The government has approved One Earth Solar Farm, set to becom the second largest solar farm in the UK, capable of powering over 200,000 homes per year – equivalent to half the homes in Lincolnshire.

The decision, announced on 8 July 2026 by Energy Secretary Ed Miliband, is the 30th nationally significant clean energy project approved since July 2024, and the 42nd approved during this Parliament. Together, the approved projects represent enough clean energy capacity to power the equivalent of more than 19 million homes.

For the construction supply chain, the approval is the latest signal of sustained pipeline in large-scale solar infrastructure. One Earth follows closely behind the recent approvals of Peartree Hill and Dean Moor solar farms, and sits within a broader government drive to accelerate homegrown clean energy development. Government figures published last month confirmed that 2025 was the strongest year on record for solar deployment in the UK, with 269,000 installations completed.

Of particular relevance to contractors and supply chain businesses are the planning reforms now taking effect. Confirmed last week and delivered through the Planning and Infrastructure Act, changes scrapping mandatory pre-application consultation requirements for major infrastructure projects will cut up to 12 months from the planning process and could save industry up to £1 billion this Parliament.

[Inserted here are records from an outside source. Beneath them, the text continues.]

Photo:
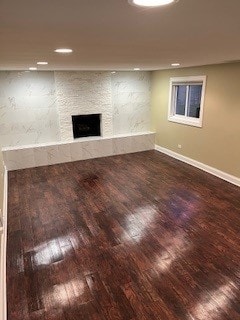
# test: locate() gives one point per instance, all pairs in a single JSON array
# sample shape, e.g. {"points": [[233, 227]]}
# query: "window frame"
{"points": [[184, 119]]}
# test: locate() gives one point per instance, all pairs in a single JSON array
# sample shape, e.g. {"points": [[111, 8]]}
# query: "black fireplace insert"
{"points": [[86, 125]]}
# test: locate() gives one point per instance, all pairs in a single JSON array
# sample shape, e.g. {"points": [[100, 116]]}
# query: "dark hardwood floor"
{"points": [[133, 237]]}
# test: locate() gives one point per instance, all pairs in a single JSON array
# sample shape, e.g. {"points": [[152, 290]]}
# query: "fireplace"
{"points": [[86, 125]]}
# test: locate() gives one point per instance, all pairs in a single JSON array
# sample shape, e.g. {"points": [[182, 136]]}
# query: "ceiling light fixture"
{"points": [[151, 3], [63, 50]]}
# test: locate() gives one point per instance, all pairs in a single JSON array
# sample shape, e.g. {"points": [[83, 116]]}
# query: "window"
{"points": [[186, 100]]}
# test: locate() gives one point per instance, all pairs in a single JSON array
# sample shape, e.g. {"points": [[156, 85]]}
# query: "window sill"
{"points": [[187, 121]]}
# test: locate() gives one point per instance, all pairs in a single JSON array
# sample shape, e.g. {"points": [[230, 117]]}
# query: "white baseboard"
{"points": [[3, 291], [218, 173]]}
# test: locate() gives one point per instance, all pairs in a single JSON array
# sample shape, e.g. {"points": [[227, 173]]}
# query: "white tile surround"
{"points": [[81, 149], [28, 110], [83, 93], [131, 102], [36, 111]]}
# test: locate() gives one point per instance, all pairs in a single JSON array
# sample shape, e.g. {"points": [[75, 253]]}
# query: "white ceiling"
{"points": [[112, 35]]}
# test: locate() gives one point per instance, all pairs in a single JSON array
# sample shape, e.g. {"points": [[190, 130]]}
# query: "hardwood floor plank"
{"points": [[131, 237]]}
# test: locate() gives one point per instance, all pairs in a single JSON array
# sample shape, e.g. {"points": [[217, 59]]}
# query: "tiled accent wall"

The reforms come into effect later this month and are expected to accelerate the pace at which nationally significant projects move from approval to construction start.

The government has also confirmed commitments to roll out plug-in solar across UK stores and require solar as standard on all new homes built in England – measures that extend solar-related construction demand well beyond utility-scale projects and into the housebuilding and commercial fit-out supply chain.

Energy Secretary Ed Miliband said the government had taken “a pro-growth approach to building more clean energy in Britain” for the past two years, citing global instability in fossil fuel markets as the driver for accelerating domestic clean power capacity.

Capability areas relevant to this sector include: solar PV installation and commissioning, civil groundworks and site preparation, grid connection and electrical infrastructure, battery storage and energy systems, environmental and ecological mitigation, planning and consenting support, and new-build solar integration.